Nannies, Nincompoops & Ne’er-do-wells
(Gonna start off with a big ol’ tip o’ the tuque to Jeremy for dropping this in my inbox)
You know things are looking bad for Big Nanny when she’s getting hit from so many sides at once. Everyone knows that Big Nanny’s convinced that there’s nothing you can do that she can’t do better, including and especially deciding what’s best for your kids.

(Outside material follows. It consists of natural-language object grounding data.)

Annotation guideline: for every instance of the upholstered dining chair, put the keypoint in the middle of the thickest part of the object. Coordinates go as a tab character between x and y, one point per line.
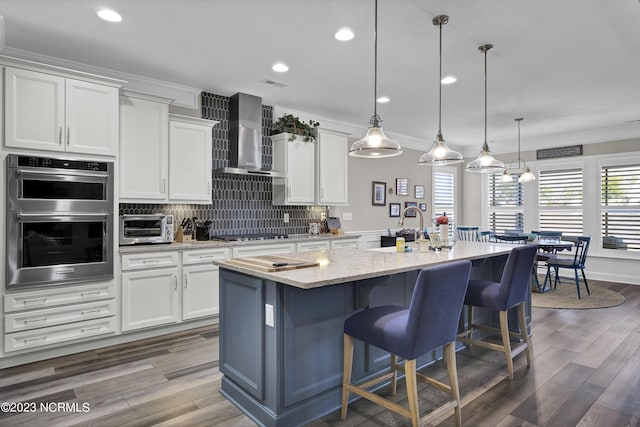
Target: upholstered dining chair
467	234
510	292
430	321
577	262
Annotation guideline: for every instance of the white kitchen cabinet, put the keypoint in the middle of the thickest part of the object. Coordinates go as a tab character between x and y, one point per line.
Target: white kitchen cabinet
297	160
150	298
200	282
332	168
313	245
190	159
50	112
144	147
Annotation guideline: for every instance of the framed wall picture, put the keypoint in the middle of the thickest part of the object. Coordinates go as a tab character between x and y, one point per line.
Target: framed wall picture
402	186
394	209
411	213
379	193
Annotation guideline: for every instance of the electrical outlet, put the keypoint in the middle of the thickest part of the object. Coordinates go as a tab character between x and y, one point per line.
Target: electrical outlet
268	315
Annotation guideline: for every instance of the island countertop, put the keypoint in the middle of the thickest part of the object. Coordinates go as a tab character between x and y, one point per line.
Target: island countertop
348	265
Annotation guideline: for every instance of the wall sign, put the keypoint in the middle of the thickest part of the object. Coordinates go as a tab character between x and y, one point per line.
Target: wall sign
552	153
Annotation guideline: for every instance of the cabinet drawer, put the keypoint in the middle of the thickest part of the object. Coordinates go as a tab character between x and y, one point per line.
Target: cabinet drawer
58	296
35	319
202	256
149	260
347	243
267	249
313	246
58	334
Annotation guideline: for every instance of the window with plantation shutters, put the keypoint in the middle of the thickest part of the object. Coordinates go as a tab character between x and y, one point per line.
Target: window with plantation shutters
444	195
560	201
621	207
506	204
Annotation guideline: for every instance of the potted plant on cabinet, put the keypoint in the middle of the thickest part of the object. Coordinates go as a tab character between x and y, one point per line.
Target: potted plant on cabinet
292	125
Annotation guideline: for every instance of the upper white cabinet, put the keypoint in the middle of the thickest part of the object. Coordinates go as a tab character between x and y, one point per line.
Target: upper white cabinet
190	159
144	147
297	160
164	158
50	112
316	172
331	172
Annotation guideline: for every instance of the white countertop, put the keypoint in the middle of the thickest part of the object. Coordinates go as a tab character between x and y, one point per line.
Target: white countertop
347	265
204	244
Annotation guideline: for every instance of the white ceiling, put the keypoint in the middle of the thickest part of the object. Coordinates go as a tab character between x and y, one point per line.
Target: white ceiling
571	68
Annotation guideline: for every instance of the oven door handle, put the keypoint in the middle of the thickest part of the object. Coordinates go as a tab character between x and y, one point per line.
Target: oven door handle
58	173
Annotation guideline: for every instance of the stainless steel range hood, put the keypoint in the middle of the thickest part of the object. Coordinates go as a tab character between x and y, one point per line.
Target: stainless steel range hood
245	137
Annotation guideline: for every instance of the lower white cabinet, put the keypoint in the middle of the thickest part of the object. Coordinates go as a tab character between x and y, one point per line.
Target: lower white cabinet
150	298
160	288
58	315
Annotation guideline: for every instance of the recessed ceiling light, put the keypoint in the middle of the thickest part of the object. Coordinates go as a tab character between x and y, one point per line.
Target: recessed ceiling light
280	67
448	80
344	34
109	15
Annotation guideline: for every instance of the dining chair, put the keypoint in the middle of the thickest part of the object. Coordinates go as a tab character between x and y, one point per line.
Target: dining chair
430	321
510	292
468	234
577	262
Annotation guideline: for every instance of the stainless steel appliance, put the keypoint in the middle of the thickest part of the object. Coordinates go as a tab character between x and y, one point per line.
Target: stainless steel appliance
59	221
247	237
145	229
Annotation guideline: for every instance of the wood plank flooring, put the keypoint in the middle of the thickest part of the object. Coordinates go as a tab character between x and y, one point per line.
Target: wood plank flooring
586	372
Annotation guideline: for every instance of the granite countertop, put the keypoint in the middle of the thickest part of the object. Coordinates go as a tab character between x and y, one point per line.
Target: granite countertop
206	244
347	265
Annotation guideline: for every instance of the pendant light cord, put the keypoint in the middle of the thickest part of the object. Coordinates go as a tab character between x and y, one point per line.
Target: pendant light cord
375	66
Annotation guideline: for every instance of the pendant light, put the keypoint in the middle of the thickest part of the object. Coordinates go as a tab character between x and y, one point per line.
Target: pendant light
525	174
375	143
485	163
440	153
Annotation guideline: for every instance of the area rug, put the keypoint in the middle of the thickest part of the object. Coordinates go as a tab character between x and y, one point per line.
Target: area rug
565	296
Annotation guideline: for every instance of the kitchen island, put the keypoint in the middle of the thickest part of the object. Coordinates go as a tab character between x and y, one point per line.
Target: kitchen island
281	331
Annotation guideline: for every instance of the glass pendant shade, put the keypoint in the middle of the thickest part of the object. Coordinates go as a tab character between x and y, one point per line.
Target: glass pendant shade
375	143
485	163
440	153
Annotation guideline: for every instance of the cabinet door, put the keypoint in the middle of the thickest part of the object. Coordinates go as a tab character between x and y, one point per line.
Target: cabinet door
34	110
91	117
200	291
144	136
189	162
332	168
300	176
150	298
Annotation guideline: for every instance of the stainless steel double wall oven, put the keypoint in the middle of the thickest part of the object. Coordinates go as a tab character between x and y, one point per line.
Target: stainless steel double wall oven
59	221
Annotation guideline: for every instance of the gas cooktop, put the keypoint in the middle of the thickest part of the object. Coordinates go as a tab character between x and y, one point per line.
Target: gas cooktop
247	237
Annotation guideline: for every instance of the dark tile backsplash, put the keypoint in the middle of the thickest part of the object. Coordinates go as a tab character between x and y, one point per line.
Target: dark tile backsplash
241	204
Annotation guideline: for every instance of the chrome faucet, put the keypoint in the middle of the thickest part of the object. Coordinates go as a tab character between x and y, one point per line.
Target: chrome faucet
402	216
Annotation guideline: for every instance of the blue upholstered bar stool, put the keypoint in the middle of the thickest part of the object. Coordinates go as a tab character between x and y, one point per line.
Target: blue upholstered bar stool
510	292
431	321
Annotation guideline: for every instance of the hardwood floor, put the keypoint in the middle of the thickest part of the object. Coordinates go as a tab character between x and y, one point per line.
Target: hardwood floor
586	372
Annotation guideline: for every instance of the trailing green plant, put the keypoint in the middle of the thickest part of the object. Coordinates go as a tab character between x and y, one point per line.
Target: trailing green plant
292	125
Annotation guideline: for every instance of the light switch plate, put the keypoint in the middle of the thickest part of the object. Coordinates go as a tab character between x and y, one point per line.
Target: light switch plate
268	315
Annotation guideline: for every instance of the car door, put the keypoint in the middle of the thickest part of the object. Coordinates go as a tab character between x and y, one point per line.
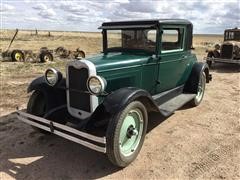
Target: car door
173	57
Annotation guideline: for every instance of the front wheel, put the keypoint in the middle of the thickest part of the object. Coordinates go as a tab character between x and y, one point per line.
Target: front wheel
126	133
201	89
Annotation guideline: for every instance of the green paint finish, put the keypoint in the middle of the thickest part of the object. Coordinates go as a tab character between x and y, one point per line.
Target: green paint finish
153	73
126	70
131	132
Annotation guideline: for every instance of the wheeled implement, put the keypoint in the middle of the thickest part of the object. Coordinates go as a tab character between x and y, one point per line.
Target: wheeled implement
228	51
104	101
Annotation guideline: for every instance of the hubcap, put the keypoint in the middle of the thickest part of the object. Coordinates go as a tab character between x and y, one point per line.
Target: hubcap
201	88
46	58
18	56
131	132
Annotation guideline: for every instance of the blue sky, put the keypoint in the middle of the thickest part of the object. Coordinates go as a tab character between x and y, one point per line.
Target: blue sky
72	15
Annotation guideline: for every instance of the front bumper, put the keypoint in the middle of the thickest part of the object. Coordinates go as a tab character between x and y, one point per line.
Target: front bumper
72	134
232	61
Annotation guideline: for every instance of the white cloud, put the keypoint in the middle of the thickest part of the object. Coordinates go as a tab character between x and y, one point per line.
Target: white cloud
207	16
31	19
40	7
47	13
6	8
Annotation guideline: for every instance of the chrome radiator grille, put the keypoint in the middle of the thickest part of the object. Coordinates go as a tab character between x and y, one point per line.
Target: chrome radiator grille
78	98
226	52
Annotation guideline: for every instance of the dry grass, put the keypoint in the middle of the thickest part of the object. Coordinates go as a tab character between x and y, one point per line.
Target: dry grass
194	143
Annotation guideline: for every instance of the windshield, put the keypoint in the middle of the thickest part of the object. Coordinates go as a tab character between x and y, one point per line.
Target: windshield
232	35
137	39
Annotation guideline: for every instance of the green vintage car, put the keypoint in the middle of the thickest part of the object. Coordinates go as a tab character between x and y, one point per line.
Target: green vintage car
104	101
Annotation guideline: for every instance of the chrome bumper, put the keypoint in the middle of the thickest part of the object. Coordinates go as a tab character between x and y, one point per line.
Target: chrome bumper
85	139
222	60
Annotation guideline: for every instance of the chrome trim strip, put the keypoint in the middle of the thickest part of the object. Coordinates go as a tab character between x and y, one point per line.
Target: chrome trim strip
93	99
222	60
24	117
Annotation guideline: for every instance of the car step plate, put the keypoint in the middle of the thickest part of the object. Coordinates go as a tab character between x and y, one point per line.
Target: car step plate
169	107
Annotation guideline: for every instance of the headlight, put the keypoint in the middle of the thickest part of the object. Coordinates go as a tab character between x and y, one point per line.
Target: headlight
96	84
52	76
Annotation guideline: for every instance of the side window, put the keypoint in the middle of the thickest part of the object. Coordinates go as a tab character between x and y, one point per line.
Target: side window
172	39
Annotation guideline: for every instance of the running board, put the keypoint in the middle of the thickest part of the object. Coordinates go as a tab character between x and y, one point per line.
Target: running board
172	105
85	139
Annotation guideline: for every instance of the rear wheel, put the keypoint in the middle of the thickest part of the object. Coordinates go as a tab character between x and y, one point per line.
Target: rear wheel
201	89
46	56
17	55
126	133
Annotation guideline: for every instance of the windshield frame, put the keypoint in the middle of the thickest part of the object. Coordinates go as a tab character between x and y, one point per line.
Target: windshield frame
108	50
226	35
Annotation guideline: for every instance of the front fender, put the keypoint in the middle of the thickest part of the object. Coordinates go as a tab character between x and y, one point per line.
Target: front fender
55	96
191	86
40	83
118	99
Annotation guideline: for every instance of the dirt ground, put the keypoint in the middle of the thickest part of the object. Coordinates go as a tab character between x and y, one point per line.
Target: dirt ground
193	143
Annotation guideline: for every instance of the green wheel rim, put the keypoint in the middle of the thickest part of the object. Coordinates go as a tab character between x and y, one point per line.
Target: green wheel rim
201	88
131	132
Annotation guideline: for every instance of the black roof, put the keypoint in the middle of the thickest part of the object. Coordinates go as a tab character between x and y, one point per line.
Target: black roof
142	23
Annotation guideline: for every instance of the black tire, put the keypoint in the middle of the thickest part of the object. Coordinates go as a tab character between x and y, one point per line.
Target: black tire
209	63
201	84
37	105
79	54
113	135
45	56
17	55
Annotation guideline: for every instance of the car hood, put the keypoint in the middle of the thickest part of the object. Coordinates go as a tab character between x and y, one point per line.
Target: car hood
114	61
232	42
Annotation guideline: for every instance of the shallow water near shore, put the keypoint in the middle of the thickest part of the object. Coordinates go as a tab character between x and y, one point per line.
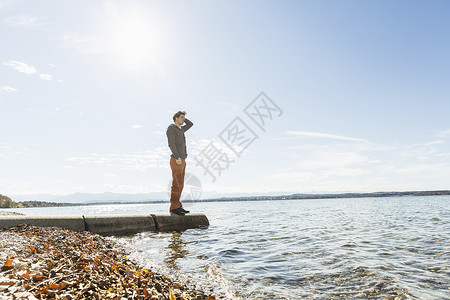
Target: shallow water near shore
314	249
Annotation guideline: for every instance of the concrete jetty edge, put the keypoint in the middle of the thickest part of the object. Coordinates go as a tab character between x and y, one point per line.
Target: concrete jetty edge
112	224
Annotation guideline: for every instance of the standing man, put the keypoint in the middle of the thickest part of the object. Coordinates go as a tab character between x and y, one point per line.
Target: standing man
177	144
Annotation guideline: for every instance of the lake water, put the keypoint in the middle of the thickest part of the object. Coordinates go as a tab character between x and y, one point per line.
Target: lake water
301	249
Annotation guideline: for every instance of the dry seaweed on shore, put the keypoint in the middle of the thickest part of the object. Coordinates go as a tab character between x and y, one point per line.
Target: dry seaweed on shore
53	263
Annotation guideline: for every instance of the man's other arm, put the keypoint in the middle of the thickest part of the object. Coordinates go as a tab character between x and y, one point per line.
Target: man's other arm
187	125
171	139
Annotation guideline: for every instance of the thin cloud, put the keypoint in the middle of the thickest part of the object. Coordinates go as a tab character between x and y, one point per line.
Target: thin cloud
83	44
8	89
20	66
45	76
443	134
23	20
325	135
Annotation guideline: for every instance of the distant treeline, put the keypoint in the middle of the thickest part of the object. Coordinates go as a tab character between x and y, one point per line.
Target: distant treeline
332	196
6	202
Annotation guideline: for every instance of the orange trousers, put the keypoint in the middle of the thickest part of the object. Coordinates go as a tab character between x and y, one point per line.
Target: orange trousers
177	182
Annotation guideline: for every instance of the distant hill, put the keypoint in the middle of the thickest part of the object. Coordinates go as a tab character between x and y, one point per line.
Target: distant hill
111	198
6	202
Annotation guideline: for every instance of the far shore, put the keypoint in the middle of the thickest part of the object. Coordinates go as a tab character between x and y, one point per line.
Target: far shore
254	198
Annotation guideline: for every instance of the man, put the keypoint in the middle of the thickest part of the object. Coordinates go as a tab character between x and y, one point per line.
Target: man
177	144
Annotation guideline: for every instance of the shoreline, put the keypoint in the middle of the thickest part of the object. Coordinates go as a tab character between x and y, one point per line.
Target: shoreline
49	262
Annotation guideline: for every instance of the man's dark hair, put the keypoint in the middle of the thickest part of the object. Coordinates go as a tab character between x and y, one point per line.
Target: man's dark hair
178	114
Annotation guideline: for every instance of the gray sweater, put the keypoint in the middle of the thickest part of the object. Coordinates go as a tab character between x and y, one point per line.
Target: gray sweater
177	140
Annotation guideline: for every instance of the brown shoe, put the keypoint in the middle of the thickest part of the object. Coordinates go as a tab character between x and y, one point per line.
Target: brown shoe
177	211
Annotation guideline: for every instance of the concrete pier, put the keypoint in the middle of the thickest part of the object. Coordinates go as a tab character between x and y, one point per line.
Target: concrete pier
112	224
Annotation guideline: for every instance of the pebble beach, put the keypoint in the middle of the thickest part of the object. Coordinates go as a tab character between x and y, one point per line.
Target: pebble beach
54	263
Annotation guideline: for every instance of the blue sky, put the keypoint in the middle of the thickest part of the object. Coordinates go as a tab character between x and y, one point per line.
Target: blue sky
88	88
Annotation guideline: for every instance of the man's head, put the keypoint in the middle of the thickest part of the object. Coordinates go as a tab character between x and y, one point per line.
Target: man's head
179	117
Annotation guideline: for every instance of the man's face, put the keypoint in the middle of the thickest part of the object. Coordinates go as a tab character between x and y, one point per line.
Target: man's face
180	120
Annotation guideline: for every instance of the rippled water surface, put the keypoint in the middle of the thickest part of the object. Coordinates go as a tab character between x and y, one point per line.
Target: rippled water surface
314	249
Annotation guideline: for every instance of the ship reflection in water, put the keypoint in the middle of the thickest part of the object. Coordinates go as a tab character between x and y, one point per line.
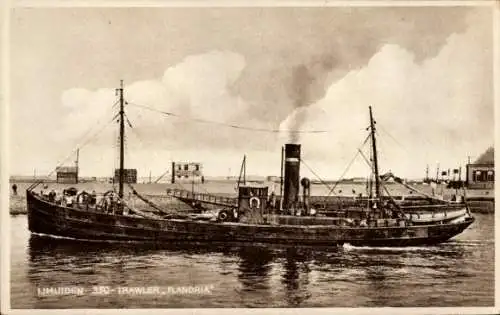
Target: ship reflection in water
456	273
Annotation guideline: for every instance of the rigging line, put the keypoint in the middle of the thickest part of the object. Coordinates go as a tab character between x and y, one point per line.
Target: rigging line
366	160
229	125
99	121
348	167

It seems like that sacred cow’s taking a bit of a beating lately:
Whether we wanted it or not, knew it or not, over time, the work of child-welfare organizations has become “parenting by the state and the imposition of their value system on other people,” says Marty McKay, a clinical psychologist who has worked on abuse cases in the U.S and Canada. Provincial agencies have the power to intervene when children are considered “at risk” of abuse or neglect – even if none has actually occurred. Or, where spousal abuse happens, but kids are untouched. And what they do with the children they take can sometimes be worse than what they suffered at home.
Then we have another favourite social-engineering sledgehammer, the Human Lefts Commissions which have popped up across the land like warts on a toad’s arse. Curiously enough, they’ve been yelping a lot lately about how they want to “engage in the debate” that has swirled around their malfeasance lately. I call bullshit on that; and so does Ezra Levant.
Yup; this right here is totally how you engage in a debate. Not. This kind of buffoonery would actually be funny as hell under different circumstances…
This evening, Jennifer Lynch, the chief commissar of the Canadian Human Rights Commission, tried to have CTV Newsnet kick me off their interview program Power Play, hosted by Tom Clark.
To their great credit, CTV refused to be bullied — and it was Lynch who wound up off the show.
You can watch the episode here.
What an embarrassment Lynch and her CHRC have become to this government — and to all Canadians.